Application of T4,4,4-graphyne for anode of Na-ion battery: first principle theoretical study

The sodium (Na) storage behaviour of T-4,T-4,T-4-graphyne of two-dimensional porous carbon sheet is explored using the density functional theory (DFT). The energy of adsorption and barrier, storage capacity, and open-circuit voltage are calculated. The calculations predict that Na atom is extraordinary mobile on T-4,T-4,T-4-graphyne monolayer as a result of the relatively slight energy barrier. The Na storage capacity is as high as Na8C9, which exceeds the values reported for graphite and some other two-dimensional carbon-based materials. The high Na mobility and theoretical capacity make T-4,T-4,T-4-graphyne monolayer suitable for implementation in rechargeable ion batteries. The electronic properties are also studied to ensure that T-4,T-4,T-4-graphyne is suitable for Na-ion batteries as an anode material, and they revealed that semiconductor-metal transition is induced by Na adsorption. The favourable electronic conduction is another demand for promising Na-ion batteries.
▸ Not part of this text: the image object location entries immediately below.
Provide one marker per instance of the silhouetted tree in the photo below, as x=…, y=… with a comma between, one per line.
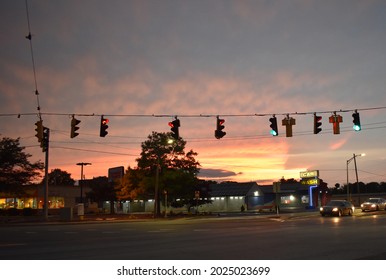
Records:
x=16, y=170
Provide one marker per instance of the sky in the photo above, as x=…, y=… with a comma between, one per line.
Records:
x=141, y=63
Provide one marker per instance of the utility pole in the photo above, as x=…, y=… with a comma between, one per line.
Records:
x=46, y=148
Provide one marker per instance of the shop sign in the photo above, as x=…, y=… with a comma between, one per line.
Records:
x=309, y=174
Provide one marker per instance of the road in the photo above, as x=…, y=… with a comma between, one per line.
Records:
x=309, y=237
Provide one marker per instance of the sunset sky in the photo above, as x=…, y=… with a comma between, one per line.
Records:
x=141, y=62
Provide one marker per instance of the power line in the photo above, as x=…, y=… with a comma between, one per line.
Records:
x=194, y=115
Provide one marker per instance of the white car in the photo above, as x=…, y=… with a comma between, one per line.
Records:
x=374, y=204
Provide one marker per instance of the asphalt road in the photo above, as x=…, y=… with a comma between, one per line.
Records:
x=291, y=237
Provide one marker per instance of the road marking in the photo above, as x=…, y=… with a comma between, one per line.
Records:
x=201, y=229
x=12, y=244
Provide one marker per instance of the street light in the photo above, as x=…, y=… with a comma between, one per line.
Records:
x=81, y=178
x=356, y=173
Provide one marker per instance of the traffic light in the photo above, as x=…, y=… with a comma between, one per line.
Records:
x=39, y=130
x=317, y=124
x=274, y=131
x=174, y=125
x=74, y=127
x=288, y=122
x=45, y=140
x=218, y=133
x=335, y=120
x=356, y=121
x=103, y=127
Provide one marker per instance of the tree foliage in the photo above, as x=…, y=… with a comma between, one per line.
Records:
x=177, y=170
x=15, y=168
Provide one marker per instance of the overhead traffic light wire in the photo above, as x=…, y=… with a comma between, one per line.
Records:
x=194, y=115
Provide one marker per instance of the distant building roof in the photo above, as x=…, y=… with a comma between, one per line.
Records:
x=232, y=189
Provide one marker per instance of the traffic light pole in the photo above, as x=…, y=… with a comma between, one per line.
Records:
x=45, y=206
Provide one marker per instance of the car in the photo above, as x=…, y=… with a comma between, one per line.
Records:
x=373, y=204
x=337, y=208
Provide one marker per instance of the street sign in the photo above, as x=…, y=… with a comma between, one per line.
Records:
x=309, y=174
x=310, y=181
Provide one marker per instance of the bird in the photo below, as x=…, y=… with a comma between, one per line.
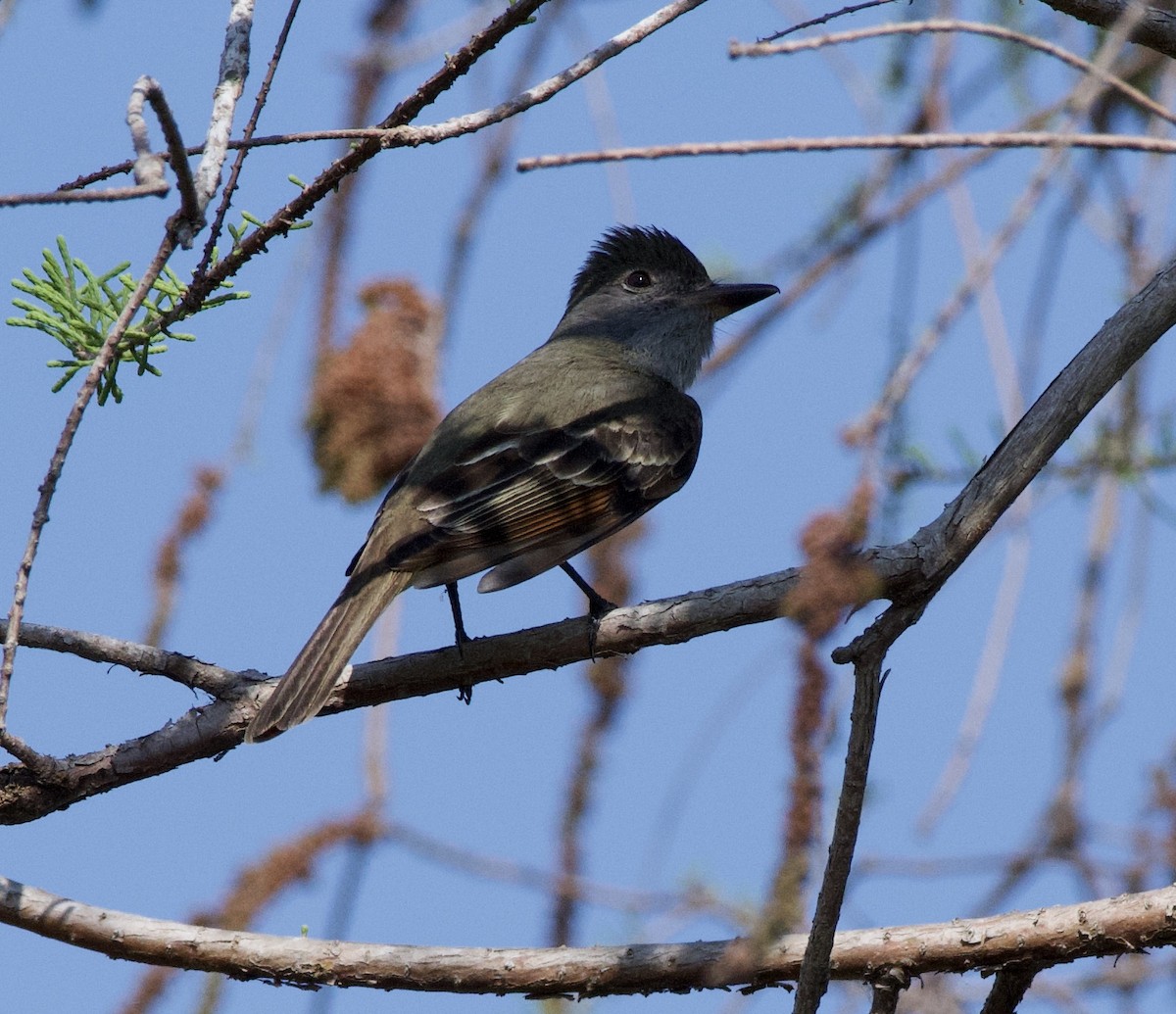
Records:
x=575, y=441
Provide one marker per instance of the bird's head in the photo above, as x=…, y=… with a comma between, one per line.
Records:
x=644, y=288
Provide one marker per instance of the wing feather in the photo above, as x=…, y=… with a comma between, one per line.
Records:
x=559, y=488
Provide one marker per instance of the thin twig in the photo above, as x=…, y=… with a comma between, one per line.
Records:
x=868, y=679
x=234, y=69
x=915, y=142
x=964, y=27
x=148, y=168
x=244, y=147
x=50, y=484
x=157, y=189
x=824, y=19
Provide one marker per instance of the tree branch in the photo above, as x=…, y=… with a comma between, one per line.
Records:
x=1122, y=925
x=1156, y=29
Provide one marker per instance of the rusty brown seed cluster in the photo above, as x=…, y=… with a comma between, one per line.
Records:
x=373, y=402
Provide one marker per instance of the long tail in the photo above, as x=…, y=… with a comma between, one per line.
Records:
x=318, y=667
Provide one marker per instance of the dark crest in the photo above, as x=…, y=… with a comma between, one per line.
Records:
x=627, y=248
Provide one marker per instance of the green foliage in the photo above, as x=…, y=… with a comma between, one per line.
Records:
x=77, y=309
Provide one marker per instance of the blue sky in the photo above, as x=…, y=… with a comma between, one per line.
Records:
x=710, y=714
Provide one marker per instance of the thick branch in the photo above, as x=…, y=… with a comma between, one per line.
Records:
x=1046, y=937
x=212, y=730
x=944, y=545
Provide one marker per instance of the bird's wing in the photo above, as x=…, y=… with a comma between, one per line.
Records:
x=539, y=496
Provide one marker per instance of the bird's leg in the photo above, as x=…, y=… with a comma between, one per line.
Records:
x=466, y=691
x=598, y=604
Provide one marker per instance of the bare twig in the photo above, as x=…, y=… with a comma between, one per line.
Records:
x=1156, y=27
x=915, y=142
x=969, y=27
x=1009, y=989
x=234, y=69
x=38, y=763
x=824, y=19
x=395, y=132
x=244, y=147
x=156, y=189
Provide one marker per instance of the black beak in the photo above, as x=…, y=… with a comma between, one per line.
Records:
x=727, y=299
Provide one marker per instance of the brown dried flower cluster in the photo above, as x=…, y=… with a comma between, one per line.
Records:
x=373, y=403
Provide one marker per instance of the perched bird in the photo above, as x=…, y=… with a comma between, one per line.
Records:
x=575, y=441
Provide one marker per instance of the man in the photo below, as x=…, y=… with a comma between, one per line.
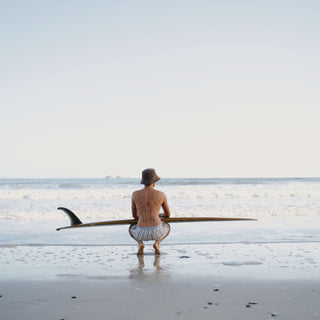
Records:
x=146, y=205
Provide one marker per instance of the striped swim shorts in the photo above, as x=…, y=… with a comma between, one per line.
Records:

These results predict that the application of T-4,T-4,T-4-graphyne sheet will increase efficiency of the Na-ion batteries.

Automated summary

The sodium storage behavior of two-dimensional porous carbon sheet T-4,T-4,T-4-graphyne is studied using DFT. The Na atom shows high mobility on the T-4,T-4,T-4-graphyne monolayer due to low energy barrier. The Na storage capacity is as high as Na8C9, exceeding that of graphite and other carbon-based materials. The promising electronic and storage properties make T-4,T-4,T-4-graphyne suitable for Na-ion batteries.